Avant que n’intervienne le divorce online, on peut s’amuser à faire l’inventaire des séquences de la vie que nous pouvons aujourd’hui déléguer à des coachs en ligne. Faire connaissance sur serencontrer.com, améliorer son potentiel de séduction sur coachseduction.fr, préparer ses noces sur moncoachmariage.fr, réapprendre le cunnilingus sur sexualité-coaching.com, procréer sur coaching-grossesse.aujourdhui.com ou sa variante écolo lecoachgrossessebio.com. Le temps passant, on lavera son linge sale sur coach-famille.fr. Viendront les premiers soucis conjugaux à soumettre à couples.consultations-online.com ou sos-rupture.fr avant de nous résoudre à cliquer sur separationcoach.com et fatalement échouer sur divorce.fr.

Tous ces sites existent bel et bien. Ils racontent à la fois la vitalité commerciale d’Internet et l’étendue de notre détresse relationnelle et sentimentale. Ils disent également combien la société du coaching commercial, a remplacé plus ou moins avantageusement les référents et les hiérarchies d’autrefois. Qu’il s’agisse d’apprendre ou d’éduquer, de maigrir, de se soigner, de grandir, de mûrir ou de se confier, internet apporte un substitut automatisé dans un monde désintermédié. L’instituteur, le prêtre, l’ami de la famille, le médecin de campagne, le syndicaliste, l’employeur ou encore le chaperon, voilà autant de figures ringardisées par la notion tentaculaire et protectrice de coaching.

Là où le conseil du prêtre était mission, là où l’écoute du syndicaliste était politique, là où le chaperon intervenait dans l’intérêt du clan ou de la morale, le coach et sa hot line, eux, s’inscrivent dans une logique commerciale. De l’autre côté de l’écran, l’internaute solitaire s’imagine peut-être que le succès et la performance relationnelle sont à portée de souris. Bien entendu, le client se fabrique des illusions. Illusion d’apprendre à séduire vite-fait, d’aimer sans risque, d’écouter sans se tromper, de divorcer sans se ruiner, de vivre sans souffrir. Le net organise la promesse d’une réussite émotionnelle et relationnelle avec les mêmes outils marketing que la réservation en ligne de billets d’avion.
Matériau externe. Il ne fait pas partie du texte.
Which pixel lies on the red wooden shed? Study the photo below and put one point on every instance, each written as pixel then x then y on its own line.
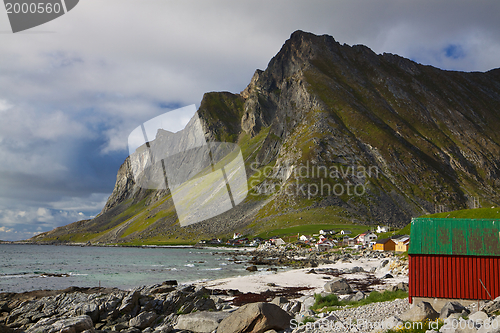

La prolifération des sites de coaching en ligne n’est pas seulement la preuve de l’existence d’un marché. C’est aussi le symptôme d’une société où les critères de performance individuelle se sont invités dans la sphère intime. L’assistance publique, familiale et sociale y recule alors que la prise en charge commerciale y prospère jusqu’à l’absurde. Réussir une rencontre, ne pas louper un coït, optimiser une dispute, accoucher bio, ne pas rater son divorce, voilà le sous-texte d’un Internet aussi payant que bienveillant qui substitue l’illusion de la perfection à la réalité complexe des sentiments, à la possibilité de l’échec et à la douleur de la solitude.

De manière doucereuse, la société des coaches online susurre aux hommes et aux femmes en souffrance qu’il se trouvera toujours une formule, un forfait, un stage, un package qui leur conviendra. Si philanthropes soient les intentions, si attractifs soient les tarifs, si personnalisées soient les formules et leur durée modulables (évidemment), ces approches psycho-mercantiles entretiennent l’illusion d’une solution à tout y compris à la difficulté de vivre selon le principe de précaution et du zéro défaut qui contraint désormais le Politique. Cette illusion d’un bonheur téléchargeable et exigible dans les délais est bien plus fauteuse de troubles et d’angoisse que le risque d’aimer, dut-il être sanctionné par un divorce.